In June, the Supreme Court’s Shelby v. Holder decision disarmed Section 5 of the Voting Rights Act, freeing nine states – mostly in the South – from having to submit election procedure changes for the Justice Department’s approval. The vast majority of voting laws that the department objected to as discriminatory came from towns and counties, rather than the state level. Since the ruling, such localities have seen both quiet changes to election code and also deep uncertainties among civil rights advocates who long relied on this key provision of the Voting Rights Act.
The state of Georgia alone offers many examples. The city of Athens, for instance, is considering a proposal to eliminate nearly half of its 24 polling sites in favor of creating two early voting centers – both located inside police stations. Madelyn Clare Powell, a longtime civil rights activist in Athens, worries that some voters cannot regard police stations as neutral territory. “There is a major intimidation factor here – these police stations are seen by some in the community as hostile territory,” says Powell, citing historical tension between white police forces and minority communities in the region. Local activists also fear that the poll closures disproportionally impact neighborhoods with higher shares of minorities and college students, requiring three-hour bus rides for some public-transit dependent voters.
“With the popularity of advance voting, election day lines have subsided and we can serve voters with fewer election day polling places,” says Gail Schrader, Athens’ Supervisor of Elections and Voter Registration. Schrader also notes that police stations are among the few spaces that could accommodate early voting sites for weeks at a time, and that the proposal could annually save taxpayers tens of thousands of dollars.
Several miles from Athens, heavily rural Greene County implemented a redistricting plan directly following the Shelby ruling. The Justice Department, which blocked another redistricting plan in the same county just last year, had been reviewing the new plan before the Supreme Court ruling, and the ACLU had strongly denounced the plan as discriminatory.
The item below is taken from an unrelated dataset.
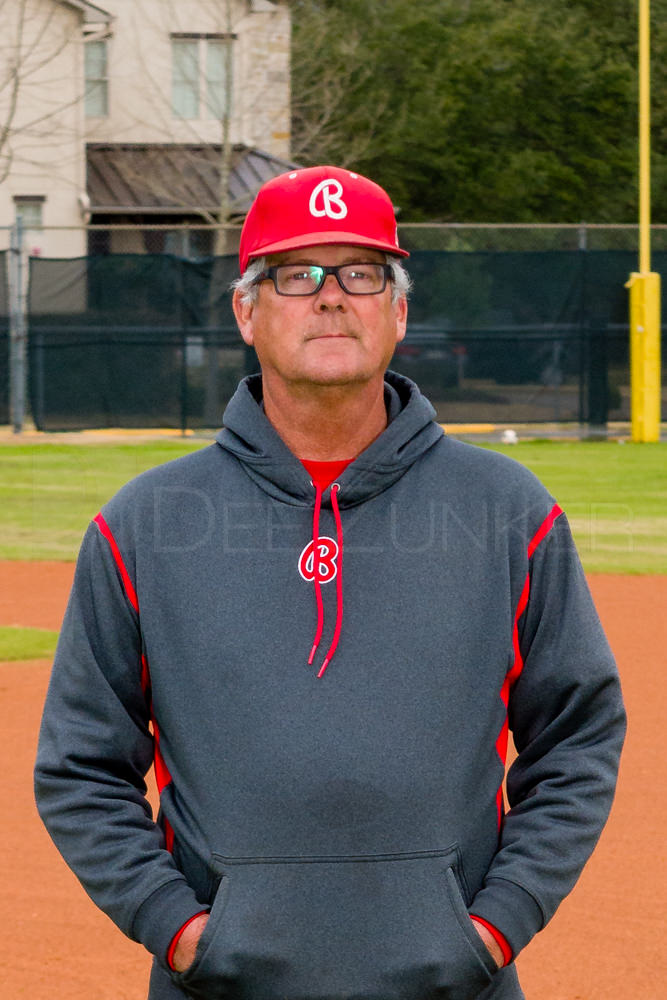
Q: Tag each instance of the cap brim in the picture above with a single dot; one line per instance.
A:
(333, 238)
In August, the new districts stirred a small demonstration in the town of Greensboro.
Adjacent to Greene County is Morgan County, which in July considered a proposal to eliminate over half of its polling sites. City Councilman Michael Naples believed the plan could disenfranchise low-income, minority voters who lack access to automobiles. “Although [Section 5] preclearance is no longer a requisite, you gentlemen and ladies are still required to have a clear conscience relative to any decisions you make relative to voting,” Naples told the Board of Elections in a July meeting. The county ultimately voted to eliminate just over a third of polling sites.
Outside Atlanta, in the suburban community of Druid Hills, Henry Carey – a political science professor at Georgia State University, who has worked observing elections in Haiti, El Salvador, Nicaragua and elsewhere – voted in a special charter school election in August. He was appalled at what he saw: The poll workers were overtly partisan, wearing t-shirts supporting the charter effort up for vote. The polling site was open for only four hours and was in a heavily white neighborhood, although the school district is majority black. “Nowhere on earth have I ever seen such an utterly illegal election,” says Carey.
Last month, the NAACP implored Baker County, located in Georgia’s southwest corner, to explain the rationale behind a proposal to eliminate four out of five of its polling places. The civil rights group argued the move could hinder voting access across the county – especially for poorer residents who are disproportionately black. Baker County responded with a brief letter simply stating that the plan was still under consideration.
Just days after the Shelby decision, a newspaper in the town of Augusta reported that local officials are considering reintroducing a plan – struck down as discriminatory by federal authorities last year – to shift the city’s elections from November to the summertime, when the city’s black turnout is typically lower. In 2012, the Justice Department asserted that state officials had not provided a convincing explanation for the date change beyond voter suppression.
Augusta has a long, fraught history with voting. “It’s is one of these cities that has continually come up with new strategies to suppress turnout,” says Leah Aden, an attorney with the NAACP Legal Defense Fund, which is scrambling to establish a network to discover and challenge problematic voting proposals in the Justice Department’s absence. Although the Supreme Court argued that the formula determining Section 5’s jurisdiction was outdated, Aden contends that the provision still broadly targeted regions with uniquely recurrent voting issues, enabling authorities to swat down discriminatory proposals before they became law (and thus far harder to challenge).
“It’s very hard to keep up with this through case-by-case litigation,” says Aden. “But we’re going to try.”